Description Esteban Taroni 2013-02-23 20:37:11 UTC
Hello,

Running gentoo with kernel 3.6.11 (hibernation and suspend work)

Upgrading to 3.7 or 3.8 break hibernation and the computer freeze.
Suspend work.

Testing with this page
http://www.mjmwired.net/kernel/Documentation/power/basic-pm-debugging.txt
All is ok except processors and core (black screen and kernel panic).

I've tried to hibernate with just one core online and everything worked
echo 0 > /sys/devices/system/cpu/cpu*/online

Don't know what information you need.

Thx
Comment 1 Aaron Lu 2013-02-25 05:29:45 UTC
Hi Esteban,

Thanks for the report and the debug you've done.
Can you please do a git bisect for 3.6-3.7 and find out the offending commit?

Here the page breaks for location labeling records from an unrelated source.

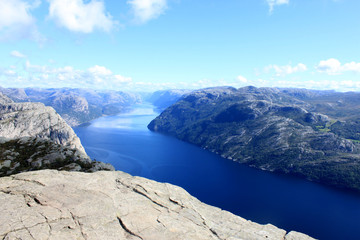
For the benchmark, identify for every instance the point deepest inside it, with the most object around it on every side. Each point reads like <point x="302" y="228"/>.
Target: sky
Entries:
<point x="148" y="45"/>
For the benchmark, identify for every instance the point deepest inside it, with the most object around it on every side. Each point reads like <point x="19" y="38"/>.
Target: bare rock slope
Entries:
<point x="34" y="137"/>
<point x="49" y="204"/>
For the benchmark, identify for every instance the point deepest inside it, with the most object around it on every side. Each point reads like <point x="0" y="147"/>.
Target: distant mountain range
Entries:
<point x="76" y="106"/>
<point x="34" y="137"/>
<point x="312" y="134"/>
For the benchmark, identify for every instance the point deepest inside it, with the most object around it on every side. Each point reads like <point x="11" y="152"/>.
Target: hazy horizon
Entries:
<point x="147" y="45"/>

Thanks.
Comment 2 Esteban Taroni 2013-02-25 17:09:48 UTC
This is the result

033d9959ed2dc1029217d4165f80a71702dc578e is the first bad commit

Thx
Comment 3 Rafael J. Wysocki 2013-02-25 23:35:32 UTC
Which is a merge:

commit 033d9959ed2dc1029217d4165f80a71702dc578e
Merge: 974a847 7c6e72e
Author: Linus Torvalds <torvalds@linux-foundation.org>
Date:   Tue Oct 2 09:54:49 2012 -0700

    Merge branch 'for-3.7' of git://git.kernel.org/pub/scm/linux/kernel/git/tj/wq

I wonder if you can check both parents of that commit and see if they work separately?
Comment 4 Tejun Heo 2013-02-25 23:40:45 UTC
Any chance you can capture the message from the panic? I'll try to reproduce the problem.

Thanks.
Comment 5 Esteban Taroni 2013-02-26 21:38:13 UTC
(In reply to comment #4)
> Any chance you can capture the message from the panic? I'll try to reproduce
> the problem.
> 
> Thanks.

No, when it happen, my screen turn off and a few seconds after I have a kernel panic. I have no log.
I saw arch is also affected
https://bbs.archlinux.org/viewtopic.php?id=156276
Comment 6 Esteban Taroni 2013-02-26 21:51:24 UTC
(In reply to comment #3)
> Which is a merge:
> 
> commit 033d9959ed2dc1029217d4165f80a71702dc578e
> Merge: 974a847 7c6e72e
> Author: Linus Torvalds <torvalds@linux-foundation.org>
> Date:   Tue Oct 2 09:54:49 2012 -0700
> 
>     Merge branch 'for-3.7' of
> git://git.kernel.org/pub/scm/linux/kernel/git/tj/wq
> 
> I wonder if you can check both parents of that commit and see if they work
> separately?

Don't understand exactly what you want.
Sorry but my english is bad.
I've try with workqueue.c from
http://git.kernel.org/?p=linux/kernel/git/torvalds/linux-2.6.git;a=commit;h=ea1abd6197d5805655da1bb589929762f4b4aa08
but same problem.
This is the highest in the parent I can compil my kernel.
With earlier my kernel compil fail.
Comment 7 Tejun Heo 2013-02-27 21:47:10 UTC
Hmmm... It doesn't reproduce here.
Comment 8 Tejun Heo 2013-02-27 21:49:49 UTC
Oops, fat finger pressed enter too soon. Cc'ing Lai who wrote a lot of change in that pull request. Esteban, can you please attach your .config? Also, can you please test 7c6e72e46c9ea4a88f3f8ba96edce9db4bd48726 and if that one is bad, start bisection from there? For the "good" starting point 0d7614f09c1ebdbaa1599a5aba7593f147bf96ee should do (but please verify it actually works just in case).

Thank you very much.
Comment 9 Esteban Taroni 2013-02-28 17:57:29 UTC
Created attachment 94241 [details]
.config kernel
Comment 10 Esteban Taroni 2013-02-28 18:24:14 UTC
(In reply to comment #8)
> Also, can you please test 7c6e72e46c9ea4a88f3f8ba96edce9db4bd48726 and if
> that > one is bad, start bisection from there?
> 
> Thank you very much.

Same result, strange?

033d9959ed2dc1029217d4165f80a71702dc578e is the first bad commit.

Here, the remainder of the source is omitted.